Tartib dan taqdir ini dilakukan dengan menyembelih seekor kambing. jika tak mampu menemukan kambing, dapat diganti berpuasa 10 hari dengan ketentuan 3 hari dilaksanakan saat pelaksanaan ibadah haji, dan 7 hari sisanya di kampung halaman.
Bila tidak sanggup untuk berpuasa maka bisa digantikan dengan membayar 1 mud/ hari (1 mud= 675 gram atau 0,7 liter) seharga makanan pokok.
Kedua, tartib dan ta’dil. Denda ini dibayar bila seorang muhrim melakukan hubungan suami istri sebelum tahallul awal (dalam ibadah haji) serta sebelum seluruh rangkaian umrah selesai (dalam ibadah umrah).
Adapun dendanya adalah menyembelih seekor unta, sapi, atau lembu. Jika tidak mampu, diganti dengan menyembelih 7 ekor kambing. Bila masih tidak mampu, denda diganti dengan memberi makan fakir miskin senilai seekor unta, atau berpuasa dengan hari sebanyak hitungan mud dari makanan yang dibeli seharga seekor unta.
Ketiga, takhyir dan ta’dil. Denda ini berlaku untuk muhrim yang berburu atau membunuh binatang buruan ketika berada di Tanah Haram atau Halal setelah ihram. Denda ini pun berlaku bagi muhrim yang mencabut pepohonan di Tanah Haram Mekah (kecuali pepohonan yang sudah kering).
Denda yang diberlakukan adalah: menyembelih binatang yang sebanding dengan binatang yang diburu; atau memberi makan fakir miskin di Mekah dengan nilai harga binatang yang sebanding; atau berpuasa sejumlah bilangan mud yang senilai dengan binatang sebanding yang diburu.
Keempat, takhyir dan taqdir. Takhyir dan taqdir merupakan jenis denda untuk pelanggaran ketika beribadah haji atau umrah, berupa: membuang/mencabut/menggunting rambut atau bulu dari anggota tubuh; memakai pakaian yang dilarang dalam ihram; mengecat/ memotong kuku; dan memakai wangi-wangian.

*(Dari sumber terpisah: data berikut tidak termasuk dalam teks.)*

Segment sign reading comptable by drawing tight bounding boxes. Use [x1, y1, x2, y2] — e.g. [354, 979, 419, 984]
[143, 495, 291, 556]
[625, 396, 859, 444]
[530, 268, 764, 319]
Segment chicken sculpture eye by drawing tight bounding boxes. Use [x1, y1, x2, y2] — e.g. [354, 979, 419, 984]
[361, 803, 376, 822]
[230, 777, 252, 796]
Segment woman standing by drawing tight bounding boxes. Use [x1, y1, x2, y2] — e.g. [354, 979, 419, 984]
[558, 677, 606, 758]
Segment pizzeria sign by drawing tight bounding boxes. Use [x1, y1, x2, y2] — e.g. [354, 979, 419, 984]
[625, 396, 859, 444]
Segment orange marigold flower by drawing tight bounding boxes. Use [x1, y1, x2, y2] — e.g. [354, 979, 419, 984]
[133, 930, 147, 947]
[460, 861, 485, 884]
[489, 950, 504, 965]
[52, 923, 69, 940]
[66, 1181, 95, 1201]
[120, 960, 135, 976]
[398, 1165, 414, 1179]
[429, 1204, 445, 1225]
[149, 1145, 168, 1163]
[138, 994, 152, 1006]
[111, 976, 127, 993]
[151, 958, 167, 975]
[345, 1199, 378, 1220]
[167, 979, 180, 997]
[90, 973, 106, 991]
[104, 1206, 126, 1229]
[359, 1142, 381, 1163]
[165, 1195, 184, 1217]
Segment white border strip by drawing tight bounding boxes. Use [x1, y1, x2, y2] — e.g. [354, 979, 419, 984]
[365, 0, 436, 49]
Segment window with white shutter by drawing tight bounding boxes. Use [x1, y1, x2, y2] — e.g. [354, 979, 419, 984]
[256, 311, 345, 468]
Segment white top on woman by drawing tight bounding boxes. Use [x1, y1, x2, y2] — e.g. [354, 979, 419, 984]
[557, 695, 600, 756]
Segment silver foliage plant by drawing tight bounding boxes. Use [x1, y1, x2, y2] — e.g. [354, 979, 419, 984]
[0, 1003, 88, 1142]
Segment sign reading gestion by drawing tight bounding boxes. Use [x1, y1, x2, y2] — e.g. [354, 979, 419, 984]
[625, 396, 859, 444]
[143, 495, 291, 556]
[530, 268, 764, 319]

Adapun pilihan yang bisa dibayar adalah berupa: menyembelih seekor kambing; atau bersedekah kepada 6 orang fakir miskin (tiap orang dua mud); atau berpuasa selama tiga hari.
Puasa untuk al-istisqa' (shalat minta hujan) apabila diperintahkan oleh pemerintah
Puasa dalam kaitannya dengan shalat minta hujan (Al-Istisqa’) jika ada perintah dari pemerintah (Al-Hakim), juga bisa menjadi wajib dilakukan, menurut pendapat Madzhab Syafi’i.
Salat istisqa dilakukan saat kemarau panjang yang menyebabkan kebakaran hutan, juga keringnya lahan pertanian, atau kekeringan panjang yang memicu kelangkaan air.
Puasa nadzar
Puasa ini wajib dilakukan usai seseorang berjanji dan menyanggupi melakukan ibadah. Contohnya adalah ketika seseorang berkata: “Jika saya sembuh, saya akan puasa” maka nadzar itu menjadi wajib untuk dilakukan.